This brings us to the central debate in the Delta: how much water should be pumped out and how much should be left for fish?
"There's a limit to the amount of water you can pump from the Delta ecosystem and in the last decade it's become incredibly clear that we've exceeded that, and we've exceeded it by a lot," says Nelson.
Not everyone agrees. "There is, you know, always going to be shortages. But there's also a lot of years when we have absolutely plenty of water in the system to meet the reasonable needs that are out there," says Jason Peltier with Westlands Water District, an agricultural area in the San Joaquin Valley that depends on Delta water. He says limits on pumping have hurt the district's farmers.
"You can't get a loan to farm unless you can show the banker what water you have.

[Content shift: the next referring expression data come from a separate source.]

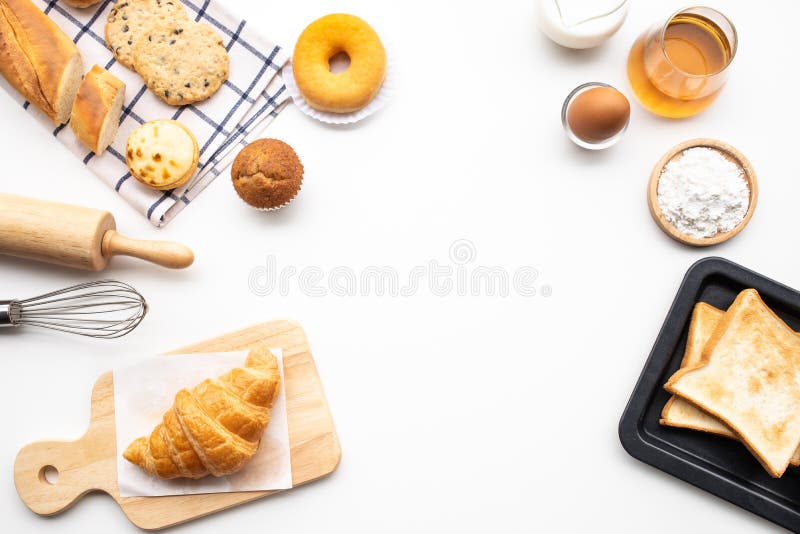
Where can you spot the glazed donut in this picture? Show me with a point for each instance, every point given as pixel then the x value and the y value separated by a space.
pixel 346 91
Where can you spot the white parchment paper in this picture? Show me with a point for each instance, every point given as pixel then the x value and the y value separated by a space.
pixel 145 390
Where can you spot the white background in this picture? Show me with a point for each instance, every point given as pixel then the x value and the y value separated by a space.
pixel 475 413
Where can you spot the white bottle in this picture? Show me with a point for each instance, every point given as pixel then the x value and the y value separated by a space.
pixel 581 23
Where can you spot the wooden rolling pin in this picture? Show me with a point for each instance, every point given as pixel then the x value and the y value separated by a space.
pixel 83 238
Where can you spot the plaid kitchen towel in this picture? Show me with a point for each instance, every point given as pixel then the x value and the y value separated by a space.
pixel 253 95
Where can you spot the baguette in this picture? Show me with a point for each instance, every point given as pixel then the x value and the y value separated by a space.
pixel 97 109
pixel 38 59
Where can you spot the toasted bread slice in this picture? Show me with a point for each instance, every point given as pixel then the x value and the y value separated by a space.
pixel 751 380
pixel 679 412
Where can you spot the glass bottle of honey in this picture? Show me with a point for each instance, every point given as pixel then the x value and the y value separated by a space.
pixel 677 69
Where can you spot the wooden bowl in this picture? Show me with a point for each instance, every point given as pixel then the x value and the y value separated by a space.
pixel 730 153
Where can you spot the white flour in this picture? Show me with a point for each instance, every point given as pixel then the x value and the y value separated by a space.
pixel 702 193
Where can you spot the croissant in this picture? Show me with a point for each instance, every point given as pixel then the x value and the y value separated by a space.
pixel 216 427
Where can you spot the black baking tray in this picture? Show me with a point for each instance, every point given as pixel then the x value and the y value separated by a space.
pixel 716 464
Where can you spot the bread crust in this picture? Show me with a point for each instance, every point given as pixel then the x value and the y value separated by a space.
pixel 97 107
pixel 38 59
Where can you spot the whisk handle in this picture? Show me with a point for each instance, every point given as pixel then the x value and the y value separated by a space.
pixel 164 253
pixel 9 313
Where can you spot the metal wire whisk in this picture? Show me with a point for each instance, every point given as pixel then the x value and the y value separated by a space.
pixel 102 309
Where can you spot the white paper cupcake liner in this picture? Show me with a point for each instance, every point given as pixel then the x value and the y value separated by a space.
pixel 384 94
pixel 275 208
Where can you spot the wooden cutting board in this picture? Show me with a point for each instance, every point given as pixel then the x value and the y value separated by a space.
pixel 90 463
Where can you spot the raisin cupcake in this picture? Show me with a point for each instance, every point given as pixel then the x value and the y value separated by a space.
pixel 267 174
pixel 162 154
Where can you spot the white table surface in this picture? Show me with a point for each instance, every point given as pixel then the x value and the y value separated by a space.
pixel 455 413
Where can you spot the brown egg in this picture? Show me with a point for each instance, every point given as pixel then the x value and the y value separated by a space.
pixel 598 114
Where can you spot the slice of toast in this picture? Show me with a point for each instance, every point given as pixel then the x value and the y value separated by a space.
pixel 679 412
pixel 751 380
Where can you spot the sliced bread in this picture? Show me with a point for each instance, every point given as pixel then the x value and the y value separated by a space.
pixel 751 380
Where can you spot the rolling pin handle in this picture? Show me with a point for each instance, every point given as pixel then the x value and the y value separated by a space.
pixel 164 253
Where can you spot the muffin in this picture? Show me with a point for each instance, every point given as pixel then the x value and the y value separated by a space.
pixel 267 174
pixel 162 154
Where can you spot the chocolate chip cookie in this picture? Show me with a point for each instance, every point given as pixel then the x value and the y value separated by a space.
pixel 181 62
pixel 128 20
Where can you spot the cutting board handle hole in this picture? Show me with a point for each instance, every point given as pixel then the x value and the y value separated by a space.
pixel 49 475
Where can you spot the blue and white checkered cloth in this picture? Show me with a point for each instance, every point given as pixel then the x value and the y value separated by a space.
pixel 253 95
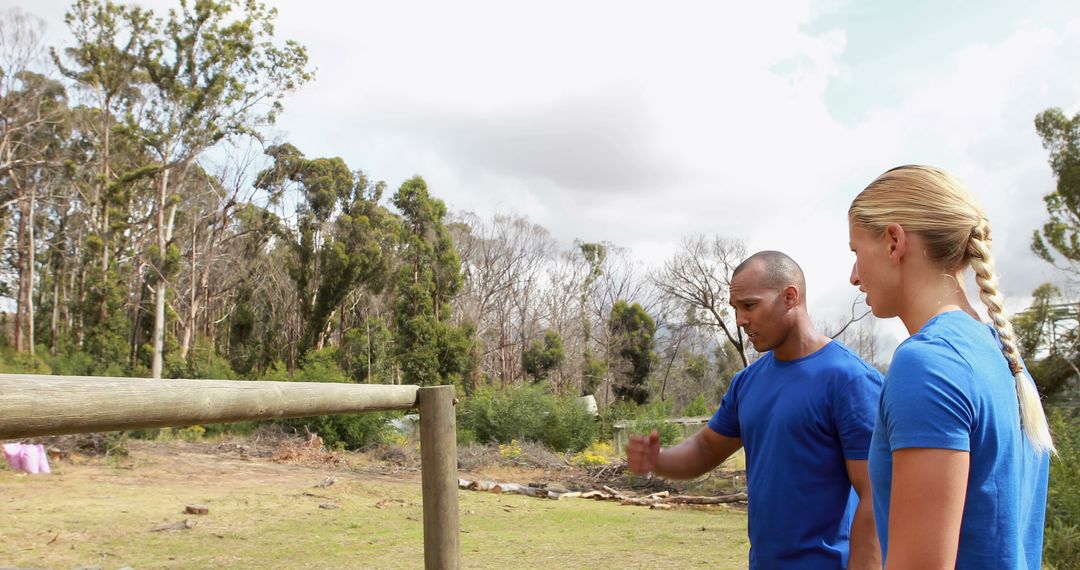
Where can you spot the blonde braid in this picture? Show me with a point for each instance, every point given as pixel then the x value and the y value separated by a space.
pixel 1031 416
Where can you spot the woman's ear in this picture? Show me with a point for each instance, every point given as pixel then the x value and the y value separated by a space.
pixel 895 240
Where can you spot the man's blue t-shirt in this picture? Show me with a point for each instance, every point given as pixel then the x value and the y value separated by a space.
pixel 949 388
pixel 799 421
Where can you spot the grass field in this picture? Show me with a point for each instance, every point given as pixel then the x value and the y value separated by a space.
pixel 102 512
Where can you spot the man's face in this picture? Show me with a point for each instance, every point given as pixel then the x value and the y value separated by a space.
pixel 761 311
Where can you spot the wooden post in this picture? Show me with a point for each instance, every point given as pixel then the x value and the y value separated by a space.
pixel 439 469
pixel 52 405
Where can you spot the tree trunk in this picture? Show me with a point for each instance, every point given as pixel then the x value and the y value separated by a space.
pixel 160 288
pixel 29 272
pixel 189 323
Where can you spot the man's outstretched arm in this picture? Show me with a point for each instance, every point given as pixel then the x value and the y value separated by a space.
pixel 694 456
pixel 865 550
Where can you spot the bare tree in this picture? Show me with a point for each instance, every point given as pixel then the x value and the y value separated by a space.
pixel 699 274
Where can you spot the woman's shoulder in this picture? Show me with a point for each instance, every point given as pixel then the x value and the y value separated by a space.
pixel 927 354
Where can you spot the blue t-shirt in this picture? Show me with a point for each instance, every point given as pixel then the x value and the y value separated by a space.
pixel 949 388
pixel 799 421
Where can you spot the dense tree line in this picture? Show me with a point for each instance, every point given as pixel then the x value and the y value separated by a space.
pixel 150 228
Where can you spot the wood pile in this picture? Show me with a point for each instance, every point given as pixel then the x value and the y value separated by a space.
pixel 660 500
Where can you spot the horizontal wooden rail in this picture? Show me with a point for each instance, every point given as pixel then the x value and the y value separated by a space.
pixel 34 405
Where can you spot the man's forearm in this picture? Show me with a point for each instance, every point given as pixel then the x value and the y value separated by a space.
pixel 684 461
pixel 865 550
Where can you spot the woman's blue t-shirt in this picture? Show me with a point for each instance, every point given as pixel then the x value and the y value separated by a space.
pixel 799 422
pixel 949 388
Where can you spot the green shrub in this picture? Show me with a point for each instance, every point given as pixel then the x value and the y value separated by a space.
pixel 526 412
pixel 652 418
pixel 505 415
pixel 202 362
pixel 1062 540
pixel 569 426
pixel 77 363
pixel 697 407
pixel 610 415
pixel 348 431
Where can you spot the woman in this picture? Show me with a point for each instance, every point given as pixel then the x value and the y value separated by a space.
pixel 959 457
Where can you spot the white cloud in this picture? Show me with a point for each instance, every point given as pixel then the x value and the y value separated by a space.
pixel 642 122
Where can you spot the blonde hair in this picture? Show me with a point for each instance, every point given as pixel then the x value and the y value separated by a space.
pixel 929 202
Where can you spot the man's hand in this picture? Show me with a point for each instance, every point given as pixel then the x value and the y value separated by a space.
pixel 643 452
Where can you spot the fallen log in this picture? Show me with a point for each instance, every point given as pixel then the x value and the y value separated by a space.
pixel 483 486
pixel 520 489
pixel 679 499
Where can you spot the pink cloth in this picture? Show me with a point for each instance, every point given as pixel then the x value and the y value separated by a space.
pixel 27 457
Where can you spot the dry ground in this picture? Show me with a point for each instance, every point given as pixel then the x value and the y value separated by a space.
pixel 270 511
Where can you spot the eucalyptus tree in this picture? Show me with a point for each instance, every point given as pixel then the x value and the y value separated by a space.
pixel 32 117
pixel 104 65
pixel 213 72
pixel 430 348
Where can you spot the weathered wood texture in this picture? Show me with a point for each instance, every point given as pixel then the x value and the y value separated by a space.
pixel 51 405
pixel 439 475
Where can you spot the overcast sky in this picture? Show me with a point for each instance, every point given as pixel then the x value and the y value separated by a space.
pixel 639 123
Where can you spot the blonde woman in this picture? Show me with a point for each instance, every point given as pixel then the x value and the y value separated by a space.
pixel 959 457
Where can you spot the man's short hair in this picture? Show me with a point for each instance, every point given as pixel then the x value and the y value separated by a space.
pixel 780 270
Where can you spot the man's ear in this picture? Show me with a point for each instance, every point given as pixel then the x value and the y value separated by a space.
pixel 791 296
pixel 895 240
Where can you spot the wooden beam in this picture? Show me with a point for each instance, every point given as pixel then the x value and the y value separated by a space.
pixel 439 475
pixel 34 405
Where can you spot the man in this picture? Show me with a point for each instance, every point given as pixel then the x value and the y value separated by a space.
pixel 805 412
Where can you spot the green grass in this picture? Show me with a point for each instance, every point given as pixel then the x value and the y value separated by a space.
pixel 100 514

And they don't have a lot of confidence in going to their bankers," says Peltier.
The battle over the environmental rules went to the courts. "There was lawsuit after lawsuit," says John Laird, California's Secretary for Natural Resources. "It got to the point that it made much more sense to look at the entire Delta as a whole."
A New Attempt at Progress
Laird's agency is trying to reach a compromise with the Bay Delta Conservation Plan. The 10,000-page plan calls for a new way to pump water out of the Delta, through what's commonly known as the peripheral canal. Huge tunnels would take water from further upstream, bypassing the Delta, which supporters say would make the water supply more reliable.
This isn't a new idea. In 1982, California voters defeated a similar plan. "The real debate is not the tunnel itself. It's how much water and when can it flow through the tunnel," says Laird.
The massive project could harm the Delta's endangered species, but Laird says they'll restore thousands of acres of wetlands to compensate. California voters would be on the hook for that cost, while the $12 billion tunnel would be paid for by water users.
It's a tough sell but, according to Laird, a necessary one since climate change will make the state's water supply more unpredictable. The agency will release a full draft of the plan in July.